On the world stage, this day in 1933 Adolf Hitler banned the German Communist Party (KPD), and not to be outdone, German President Paul von Hindenburg abolished free expression of opinion (except his own, I expect) – the slippery slope to dictatorship and WWII. But two years before war was declared, came the Hindenburg Disaster – the airship LZ (Led Zeppelin; not the rock band) 129, which was presumably named after the president who had died in 1934 while still in office, came a right royal cropper. I don’t know about you, but the thought of trusting my luck to an inflated pillow case with an engine attached doesn’t appeal too much.

The Hindenburg left Frankfurt on the evening of May 3, 1937, on the first of ten round trips between Europe and the US scheduled for its second year of commercial service – American Airlines had contracted the operators to shuttle passengers from Naval Air Station Lakehurst to Newark for connections with conventional air flights. Except for strong headwinds massively slowing progress, the Atlantic crossing was unremarkable, until the Hindenburg attempted an early-evening landing at Lakehurst on May 6. Although carrying only half its full capacity of passengers (thirty-six of seventy) and sixty-one crew of which twenty-one were trainees on the outward flight, the return flight was fully booked. Many of the passengers with tickets to Germany were planning to attend the coronation of King George VI and Queen Elizabeth in London the following week – choosing to travel in comfort and style, much like an ocean liner only quicker.

As the pilot tried to dock, the Hindenburg caught fire and quickly became engulfed in flames. It had a cotton skin covered with a finish known as ‘dope’ – no, not the recreational drug or idiot person, but a plasticised lacquer that provides stiffness, protection, and a lightweight, airtight seal to woven fabrics. In its liquid forms, dope is highly flammable, but the flammability of dry dope depends upon its base constituents. One hypothesis for the cause of the accident was that when the mooring line touched the ground, a resulting spark could have ignited the dope in the skin – goodnight Vienna (which is getting a pretty good airing in this blog). Other theories favoured sabotage, even naming the crew member they held responsible, but since he’d died in the fire, the poor chap couldn’t defend himself.

Best of all, it was suggested that Adolf Hitler ordered the Hindenburg to be destroyed in retaliation for Hugo Eckener’s (former head of the Zeppelin company) anti-Nazi opinions. Whatever the cause, thirteen passengers and twenty-two air crew died, plus one ground crewman – but if you see the speed with which the craft burned, it’s nothing short of a miracle that anyone walked away.

Let’s cheer up!

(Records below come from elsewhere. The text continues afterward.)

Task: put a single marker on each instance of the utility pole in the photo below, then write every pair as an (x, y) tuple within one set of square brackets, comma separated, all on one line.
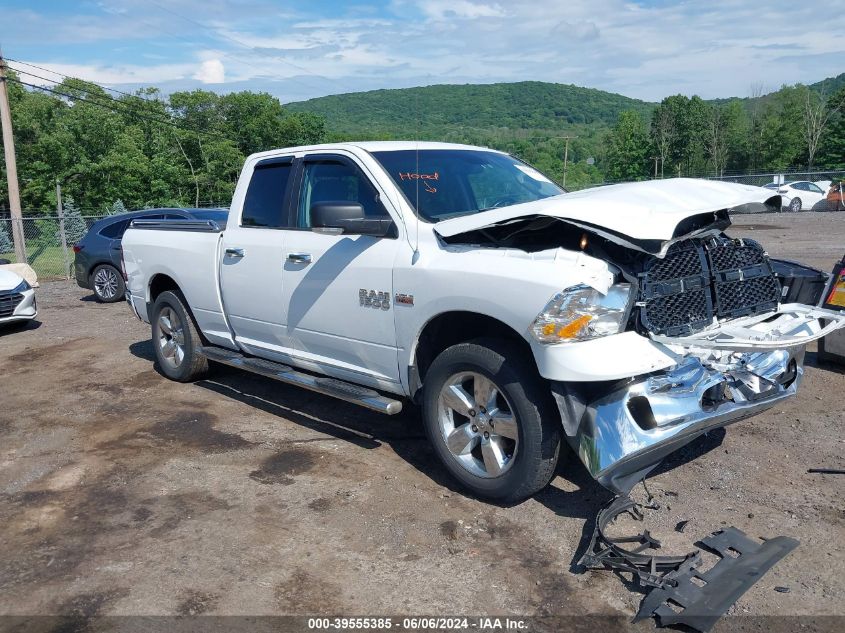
[(11, 167), (566, 156), (61, 213)]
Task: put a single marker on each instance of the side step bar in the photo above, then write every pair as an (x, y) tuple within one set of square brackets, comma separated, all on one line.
[(321, 384)]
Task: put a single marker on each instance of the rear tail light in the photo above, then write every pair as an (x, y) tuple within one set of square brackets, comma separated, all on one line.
[(123, 267)]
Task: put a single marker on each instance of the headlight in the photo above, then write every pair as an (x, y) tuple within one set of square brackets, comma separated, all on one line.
[(22, 286), (580, 313)]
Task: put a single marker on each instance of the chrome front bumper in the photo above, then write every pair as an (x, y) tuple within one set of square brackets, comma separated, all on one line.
[(623, 431)]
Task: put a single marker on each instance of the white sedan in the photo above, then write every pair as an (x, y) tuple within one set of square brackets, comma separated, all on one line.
[(800, 194), (17, 298)]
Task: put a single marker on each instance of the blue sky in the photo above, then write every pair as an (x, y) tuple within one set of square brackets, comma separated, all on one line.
[(298, 49)]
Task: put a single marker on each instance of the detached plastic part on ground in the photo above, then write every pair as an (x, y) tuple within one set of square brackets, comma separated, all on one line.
[(24, 270), (683, 593)]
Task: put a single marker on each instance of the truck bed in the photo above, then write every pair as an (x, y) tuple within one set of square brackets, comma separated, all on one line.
[(186, 251)]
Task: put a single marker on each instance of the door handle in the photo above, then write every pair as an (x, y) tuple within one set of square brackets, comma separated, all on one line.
[(299, 258)]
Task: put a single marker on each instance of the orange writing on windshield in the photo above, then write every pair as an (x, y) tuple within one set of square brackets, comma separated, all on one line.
[(407, 175)]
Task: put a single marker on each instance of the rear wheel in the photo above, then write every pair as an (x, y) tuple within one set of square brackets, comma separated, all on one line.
[(176, 341), (491, 419), (107, 284)]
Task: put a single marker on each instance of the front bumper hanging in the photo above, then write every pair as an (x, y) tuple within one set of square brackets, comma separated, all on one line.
[(623, 430)]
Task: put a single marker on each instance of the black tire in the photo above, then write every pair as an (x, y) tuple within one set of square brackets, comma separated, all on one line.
[(107, 284), (192, 365), (527, 395)]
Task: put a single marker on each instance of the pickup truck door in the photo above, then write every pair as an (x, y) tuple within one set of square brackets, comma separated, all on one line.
[(253, 255), (339, 288)]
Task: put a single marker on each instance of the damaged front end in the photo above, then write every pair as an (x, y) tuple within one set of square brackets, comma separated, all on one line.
[(713, 303), (626, 430), (701, 341)]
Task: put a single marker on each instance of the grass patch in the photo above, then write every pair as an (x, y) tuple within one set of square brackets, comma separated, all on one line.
[(46, 261)]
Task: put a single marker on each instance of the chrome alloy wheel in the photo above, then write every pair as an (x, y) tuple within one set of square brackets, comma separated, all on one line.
[(171, 338), (105, 283), (478, 424)]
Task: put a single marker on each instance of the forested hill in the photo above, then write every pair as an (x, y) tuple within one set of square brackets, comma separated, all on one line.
[(431, 110)]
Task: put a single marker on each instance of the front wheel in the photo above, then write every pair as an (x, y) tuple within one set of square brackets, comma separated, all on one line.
[(176, 340), (491, 419)]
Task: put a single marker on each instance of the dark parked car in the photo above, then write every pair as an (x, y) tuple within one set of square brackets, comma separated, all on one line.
[(97, 261)]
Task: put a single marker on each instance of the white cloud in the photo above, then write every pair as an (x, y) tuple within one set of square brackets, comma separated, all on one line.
[(440, 9), (211, 71), (642, 49)]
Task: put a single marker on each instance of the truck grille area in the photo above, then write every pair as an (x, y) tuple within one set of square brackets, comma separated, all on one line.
[(697, 280), (8, 302)]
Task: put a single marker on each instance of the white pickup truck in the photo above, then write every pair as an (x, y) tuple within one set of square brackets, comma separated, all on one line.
[(620, 319)]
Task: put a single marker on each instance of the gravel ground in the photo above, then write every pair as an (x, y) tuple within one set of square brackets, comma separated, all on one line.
[(124, 493)]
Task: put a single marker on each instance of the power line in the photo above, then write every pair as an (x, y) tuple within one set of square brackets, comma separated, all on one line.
[(63, 76), (113, 101), (116, 110)]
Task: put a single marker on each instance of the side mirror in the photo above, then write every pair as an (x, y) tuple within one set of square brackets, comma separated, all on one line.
[(348, 217)]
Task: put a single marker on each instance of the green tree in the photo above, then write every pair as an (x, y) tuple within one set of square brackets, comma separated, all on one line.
[(75, 226), (627, 149), (117, 207), (6, 245)]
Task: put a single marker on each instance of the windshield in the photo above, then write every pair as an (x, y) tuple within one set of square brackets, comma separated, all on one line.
[(445, 183)]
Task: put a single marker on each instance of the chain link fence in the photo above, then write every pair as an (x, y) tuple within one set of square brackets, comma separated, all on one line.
[(760, 179), (48, 242)]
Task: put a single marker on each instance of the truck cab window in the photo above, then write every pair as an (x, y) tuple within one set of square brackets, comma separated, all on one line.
[(335, 181), (265, 197)]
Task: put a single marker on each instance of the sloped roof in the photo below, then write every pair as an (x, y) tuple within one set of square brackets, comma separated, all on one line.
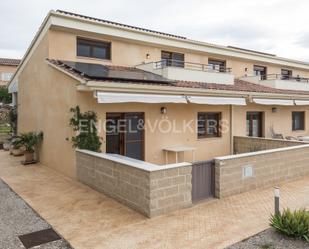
[(9, 62), (119, 24), (238, 86)]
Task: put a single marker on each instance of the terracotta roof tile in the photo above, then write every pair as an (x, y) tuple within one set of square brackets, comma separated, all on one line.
[(238, 86), (9, 62), (119, 24)]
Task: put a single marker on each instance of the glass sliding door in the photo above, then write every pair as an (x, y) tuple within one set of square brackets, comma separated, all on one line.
[(254, 124), (125, 134)]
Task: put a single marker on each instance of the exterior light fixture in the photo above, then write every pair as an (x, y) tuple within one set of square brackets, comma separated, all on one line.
[(163, 110)]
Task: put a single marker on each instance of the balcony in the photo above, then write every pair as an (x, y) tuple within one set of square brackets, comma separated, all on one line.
[(280, 81), (189, 71)]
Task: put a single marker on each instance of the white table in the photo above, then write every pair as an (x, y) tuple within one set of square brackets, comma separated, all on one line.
[(176, 150)]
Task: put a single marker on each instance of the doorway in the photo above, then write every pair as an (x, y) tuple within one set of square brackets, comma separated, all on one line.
[(254, 124), (125, 134)]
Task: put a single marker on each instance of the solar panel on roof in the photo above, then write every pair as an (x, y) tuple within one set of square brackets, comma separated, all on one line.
[(98, 71)]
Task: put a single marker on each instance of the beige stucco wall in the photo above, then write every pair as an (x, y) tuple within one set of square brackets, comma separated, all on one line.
[(127, 53), (281, 121), (156, 138), (45, 97), (6, 69)]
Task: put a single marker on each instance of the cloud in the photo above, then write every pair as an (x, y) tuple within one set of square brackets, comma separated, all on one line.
[(274, 26)]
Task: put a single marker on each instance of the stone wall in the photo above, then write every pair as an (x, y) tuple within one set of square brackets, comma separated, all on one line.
[(268, 167), (252, 144), (148, 188)]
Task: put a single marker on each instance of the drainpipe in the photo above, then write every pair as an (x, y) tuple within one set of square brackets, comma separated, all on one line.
[(231, 131)]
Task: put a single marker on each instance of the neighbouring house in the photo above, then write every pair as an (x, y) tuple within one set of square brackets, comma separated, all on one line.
[(197, 102), (7, 69)]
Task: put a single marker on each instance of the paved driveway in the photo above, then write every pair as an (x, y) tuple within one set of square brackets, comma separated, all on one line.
[(88, 219)]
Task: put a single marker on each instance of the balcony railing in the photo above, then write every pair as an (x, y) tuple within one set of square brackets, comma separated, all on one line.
[(191, 65), (284, 77)]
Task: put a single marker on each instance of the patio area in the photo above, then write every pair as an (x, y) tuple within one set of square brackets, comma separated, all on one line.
[(89, 219)]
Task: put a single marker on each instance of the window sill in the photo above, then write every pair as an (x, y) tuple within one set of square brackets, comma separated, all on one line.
[(298, 130), (208, 138)]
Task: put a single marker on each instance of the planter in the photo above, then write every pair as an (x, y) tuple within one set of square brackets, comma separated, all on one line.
[(29, 156), (17, 152)]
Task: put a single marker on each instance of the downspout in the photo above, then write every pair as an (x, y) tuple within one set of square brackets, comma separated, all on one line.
[(231, 131)]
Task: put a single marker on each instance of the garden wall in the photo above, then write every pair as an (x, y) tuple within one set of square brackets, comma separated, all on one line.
[(148, 188), (252, 144), (243, 172)]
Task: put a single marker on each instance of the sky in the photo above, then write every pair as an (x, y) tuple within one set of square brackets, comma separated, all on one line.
[(275, 26)]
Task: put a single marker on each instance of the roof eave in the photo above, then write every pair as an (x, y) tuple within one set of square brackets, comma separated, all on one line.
[(120, 87)]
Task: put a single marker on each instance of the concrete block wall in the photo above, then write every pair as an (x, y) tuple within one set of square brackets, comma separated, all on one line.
[(150, 191), (170, 190), (251, 144), (269, 168)]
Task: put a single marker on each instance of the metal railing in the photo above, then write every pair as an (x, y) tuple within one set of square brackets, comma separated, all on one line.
[(191, 65), (284, 77)]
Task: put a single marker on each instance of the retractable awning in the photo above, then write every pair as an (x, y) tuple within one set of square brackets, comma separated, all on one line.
[(301, 102), (109, 98), (216, 100), (273, 101)]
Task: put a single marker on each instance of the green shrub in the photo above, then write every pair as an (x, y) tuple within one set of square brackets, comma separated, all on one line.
[(293, 224), (29, 140), (83, 123)]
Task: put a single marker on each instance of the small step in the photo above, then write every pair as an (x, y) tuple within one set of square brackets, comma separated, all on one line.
[(38, 238)]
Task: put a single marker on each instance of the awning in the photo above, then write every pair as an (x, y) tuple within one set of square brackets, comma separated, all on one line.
[(273, 101), (109, 98), (216, 100), (301, 102)]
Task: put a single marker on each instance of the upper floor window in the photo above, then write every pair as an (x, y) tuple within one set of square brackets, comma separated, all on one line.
[(208, 124), (286, 74), (217, 65), (173, 59), (260, 71), (93, 49), (6, 76), (298, 121)]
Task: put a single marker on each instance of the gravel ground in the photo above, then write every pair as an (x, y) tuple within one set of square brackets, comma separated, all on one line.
[(270, 239), (17, 218)]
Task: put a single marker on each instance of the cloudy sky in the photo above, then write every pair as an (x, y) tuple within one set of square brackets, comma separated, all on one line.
[(274, 26)]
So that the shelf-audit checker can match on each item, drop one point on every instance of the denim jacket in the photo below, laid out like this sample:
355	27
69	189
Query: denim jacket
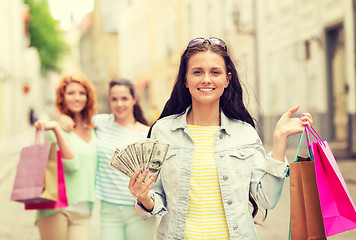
242	166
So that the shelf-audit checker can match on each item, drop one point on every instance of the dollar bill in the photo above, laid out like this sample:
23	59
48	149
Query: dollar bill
155	163
140	155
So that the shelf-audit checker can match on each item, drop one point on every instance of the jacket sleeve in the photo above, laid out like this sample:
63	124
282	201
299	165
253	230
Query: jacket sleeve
267	178
158	195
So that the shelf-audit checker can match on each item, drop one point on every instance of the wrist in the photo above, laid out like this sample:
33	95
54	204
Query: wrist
147	203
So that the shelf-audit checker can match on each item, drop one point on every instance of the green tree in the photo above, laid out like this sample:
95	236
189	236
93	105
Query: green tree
46	35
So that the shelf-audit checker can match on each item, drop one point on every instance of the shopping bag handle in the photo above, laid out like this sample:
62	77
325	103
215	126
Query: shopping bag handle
311	155
315	134
42	133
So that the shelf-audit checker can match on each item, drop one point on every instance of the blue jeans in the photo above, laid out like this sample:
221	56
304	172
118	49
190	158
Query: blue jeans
120	222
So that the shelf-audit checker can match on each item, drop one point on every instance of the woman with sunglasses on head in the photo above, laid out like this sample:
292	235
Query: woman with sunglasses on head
216	163
75	98
126	124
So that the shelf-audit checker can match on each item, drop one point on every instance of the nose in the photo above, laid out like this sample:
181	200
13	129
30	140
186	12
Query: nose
206	79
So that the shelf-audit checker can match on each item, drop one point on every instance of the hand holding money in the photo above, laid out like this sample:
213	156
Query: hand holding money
148	154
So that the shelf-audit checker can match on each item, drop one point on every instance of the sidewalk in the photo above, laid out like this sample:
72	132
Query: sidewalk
16	223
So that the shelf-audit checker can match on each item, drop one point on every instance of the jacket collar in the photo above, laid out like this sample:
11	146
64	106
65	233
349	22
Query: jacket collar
180	121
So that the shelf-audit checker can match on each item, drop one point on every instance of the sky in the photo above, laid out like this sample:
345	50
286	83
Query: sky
62	10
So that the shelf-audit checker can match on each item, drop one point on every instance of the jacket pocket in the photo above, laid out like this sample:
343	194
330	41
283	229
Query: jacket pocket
241	161
172	151
241	154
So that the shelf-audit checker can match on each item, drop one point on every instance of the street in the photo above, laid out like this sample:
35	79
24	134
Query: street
18	224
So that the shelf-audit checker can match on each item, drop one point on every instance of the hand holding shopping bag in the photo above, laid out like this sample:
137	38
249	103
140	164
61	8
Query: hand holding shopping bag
338	209
306	219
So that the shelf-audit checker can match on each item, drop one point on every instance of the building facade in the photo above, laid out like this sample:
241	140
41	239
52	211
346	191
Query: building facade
154	33
306	57
19	70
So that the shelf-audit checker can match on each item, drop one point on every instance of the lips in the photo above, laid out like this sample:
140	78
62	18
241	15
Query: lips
206	89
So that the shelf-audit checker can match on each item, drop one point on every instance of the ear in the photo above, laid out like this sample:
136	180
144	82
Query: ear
228	79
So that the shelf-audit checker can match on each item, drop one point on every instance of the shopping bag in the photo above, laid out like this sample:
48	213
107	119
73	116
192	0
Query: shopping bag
306	220
29	184
62	201
338	209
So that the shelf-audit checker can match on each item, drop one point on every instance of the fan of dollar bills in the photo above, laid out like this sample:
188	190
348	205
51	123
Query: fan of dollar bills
144	154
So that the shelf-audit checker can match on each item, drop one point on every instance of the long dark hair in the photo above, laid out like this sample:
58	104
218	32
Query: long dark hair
137	111
231	101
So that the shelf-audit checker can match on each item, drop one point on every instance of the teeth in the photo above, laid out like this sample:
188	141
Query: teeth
206	89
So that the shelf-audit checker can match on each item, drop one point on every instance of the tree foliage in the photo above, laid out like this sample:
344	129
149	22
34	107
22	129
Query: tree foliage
46	35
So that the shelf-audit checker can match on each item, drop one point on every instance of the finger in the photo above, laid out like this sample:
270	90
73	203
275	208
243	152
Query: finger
140	179
306	118
309	117
291	111
148	185
133	178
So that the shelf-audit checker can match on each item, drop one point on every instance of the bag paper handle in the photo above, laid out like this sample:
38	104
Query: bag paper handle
311	155
315	134
42	133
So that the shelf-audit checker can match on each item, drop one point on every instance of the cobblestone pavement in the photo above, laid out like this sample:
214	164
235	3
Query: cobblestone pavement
17	224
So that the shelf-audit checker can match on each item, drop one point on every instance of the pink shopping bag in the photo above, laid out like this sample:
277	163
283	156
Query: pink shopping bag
62	201
338	209
30	184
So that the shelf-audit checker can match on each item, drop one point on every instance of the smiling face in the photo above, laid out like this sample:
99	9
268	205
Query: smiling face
121	102
75	97
206	78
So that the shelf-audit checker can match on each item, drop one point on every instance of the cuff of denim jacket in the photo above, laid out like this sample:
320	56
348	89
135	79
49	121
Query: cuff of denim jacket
276	167
158	208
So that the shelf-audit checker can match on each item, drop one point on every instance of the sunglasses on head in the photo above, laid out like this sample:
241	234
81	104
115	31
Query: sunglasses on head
211	41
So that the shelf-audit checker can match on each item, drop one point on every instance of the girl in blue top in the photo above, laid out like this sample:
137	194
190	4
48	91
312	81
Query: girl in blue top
75	98
126	124
207	95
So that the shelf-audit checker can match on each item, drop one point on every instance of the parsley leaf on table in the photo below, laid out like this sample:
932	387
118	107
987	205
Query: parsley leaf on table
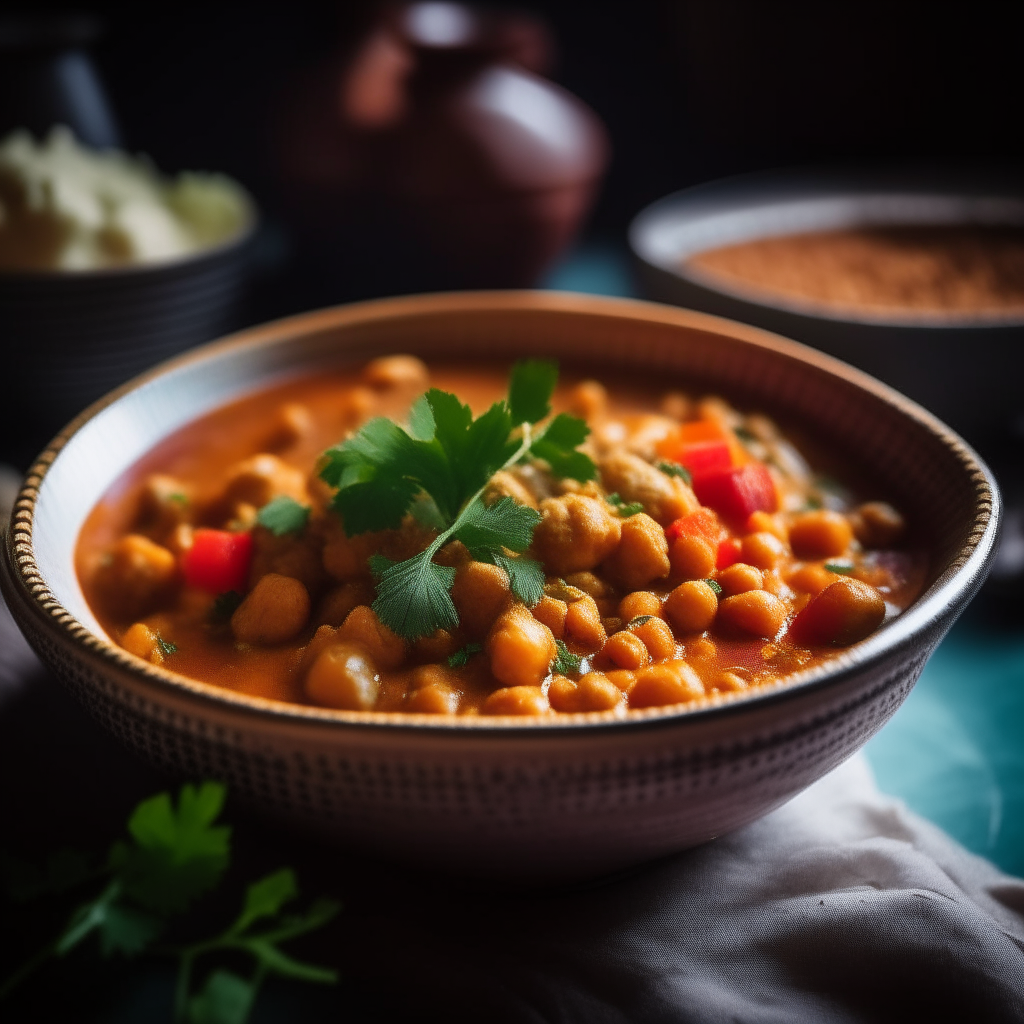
284	515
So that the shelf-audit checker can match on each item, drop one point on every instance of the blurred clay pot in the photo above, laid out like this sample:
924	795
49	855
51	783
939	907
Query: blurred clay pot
435	156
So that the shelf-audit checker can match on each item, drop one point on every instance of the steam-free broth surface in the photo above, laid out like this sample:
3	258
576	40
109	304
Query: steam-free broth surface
694	551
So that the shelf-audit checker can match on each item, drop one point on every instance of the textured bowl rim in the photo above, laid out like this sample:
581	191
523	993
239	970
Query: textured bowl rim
954	585
837	186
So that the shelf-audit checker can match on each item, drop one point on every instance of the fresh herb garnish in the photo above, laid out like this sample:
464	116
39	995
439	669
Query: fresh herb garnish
449	456
284	515
224	605
565	663
173	856
624	509
166	646
843	568
462	655
674	469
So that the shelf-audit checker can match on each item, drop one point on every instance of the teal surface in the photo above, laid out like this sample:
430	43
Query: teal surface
954	752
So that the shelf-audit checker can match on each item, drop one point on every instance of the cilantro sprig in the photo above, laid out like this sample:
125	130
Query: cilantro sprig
444	458
284	515
173	856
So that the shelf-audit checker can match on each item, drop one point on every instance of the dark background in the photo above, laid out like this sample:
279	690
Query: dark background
689	89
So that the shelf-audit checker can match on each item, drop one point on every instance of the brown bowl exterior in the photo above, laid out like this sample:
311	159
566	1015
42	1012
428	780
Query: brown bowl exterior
525	800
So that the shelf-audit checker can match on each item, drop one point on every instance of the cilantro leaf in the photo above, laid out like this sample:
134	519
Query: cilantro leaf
266	897
525	577
225	998
506	523
166	646
284	515
674	469
463	654
557	448
414	597
177	854
565	663
530	386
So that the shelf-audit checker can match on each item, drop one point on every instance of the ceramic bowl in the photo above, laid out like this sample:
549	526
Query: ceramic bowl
510	798
966	368
70	337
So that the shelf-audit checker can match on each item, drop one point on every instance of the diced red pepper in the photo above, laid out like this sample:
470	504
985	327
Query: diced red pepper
702	523
734	494
218	560
702	446
728	553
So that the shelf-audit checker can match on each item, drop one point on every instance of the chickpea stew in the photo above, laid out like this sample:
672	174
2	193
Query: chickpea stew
630	550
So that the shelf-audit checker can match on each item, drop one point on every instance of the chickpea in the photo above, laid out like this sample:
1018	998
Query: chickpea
626	650
337	603
134	574
365	629
480	593
659	685
739	578
756	612
436	647
665	498
642	554
622	678
821	534
396	371
657	638
589	584
520	648
691	606
810	579
434	698
589	400
767	522
274	611
141	641
691	558
596	692
552	612
292	423
574	534
516	700
562	694
583	624
763	550
343	676
262	477
640	602
878	524
844	612
506	484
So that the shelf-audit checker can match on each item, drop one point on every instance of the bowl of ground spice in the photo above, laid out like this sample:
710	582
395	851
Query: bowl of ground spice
918	280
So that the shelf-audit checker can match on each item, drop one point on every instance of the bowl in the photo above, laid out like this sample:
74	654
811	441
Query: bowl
964	367
72	336
508	798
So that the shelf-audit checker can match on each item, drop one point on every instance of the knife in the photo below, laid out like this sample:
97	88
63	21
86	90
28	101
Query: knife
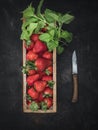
75	77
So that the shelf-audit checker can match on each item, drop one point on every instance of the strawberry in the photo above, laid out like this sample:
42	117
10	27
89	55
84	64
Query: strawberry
33	93
48	55
47	78
31	56
30	79
48	92
46	103
41	74
39	47
34	37
49	70
29	47
40	85
41	97
42	64
31	72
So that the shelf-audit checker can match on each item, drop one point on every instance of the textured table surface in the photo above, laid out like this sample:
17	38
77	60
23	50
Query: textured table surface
80	116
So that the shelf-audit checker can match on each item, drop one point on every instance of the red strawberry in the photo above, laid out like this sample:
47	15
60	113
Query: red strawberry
47	78
42	64
48	92
41	97
40	85
31	56
31	72
35	37
48	102
29	47
30	79
48	55
33	93
49	70
39	47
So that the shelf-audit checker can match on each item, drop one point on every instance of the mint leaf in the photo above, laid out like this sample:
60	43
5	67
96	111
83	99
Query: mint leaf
45	37
48	15
60	49
39	7
67	18
67	36
34	106
28	12
25	35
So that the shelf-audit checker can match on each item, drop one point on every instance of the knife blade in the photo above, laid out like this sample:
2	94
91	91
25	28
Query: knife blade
75	77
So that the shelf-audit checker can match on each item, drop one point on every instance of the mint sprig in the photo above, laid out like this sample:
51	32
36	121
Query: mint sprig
55	36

On this day in 2016, the 88th Academy Awards ceremony (aka the Oscars) was held at the Dolby Theatre in Hollywood, Los Angeles – not being much of a cinema goer, I haven’t seen any of the films nominated. My only real interest, to be honest, is to gawp at the posh frocks; not too much Primani on show as a rule, but then if you know 34.42 million people in the US alone are going to be tuned in, casting a very critical eye over your choice of clobber, you’d make a bit of an effort, I guess. Even so, some make amazing fashion faux pas in their effort to be noticed. In the unlikely event that I ever get an invitation, I think I’ll play it safe with my usual Tesco super-skinny jeans and some grotty top – to make my entrance incognito as one of the cleaners, so I don’t have to have my photo taken.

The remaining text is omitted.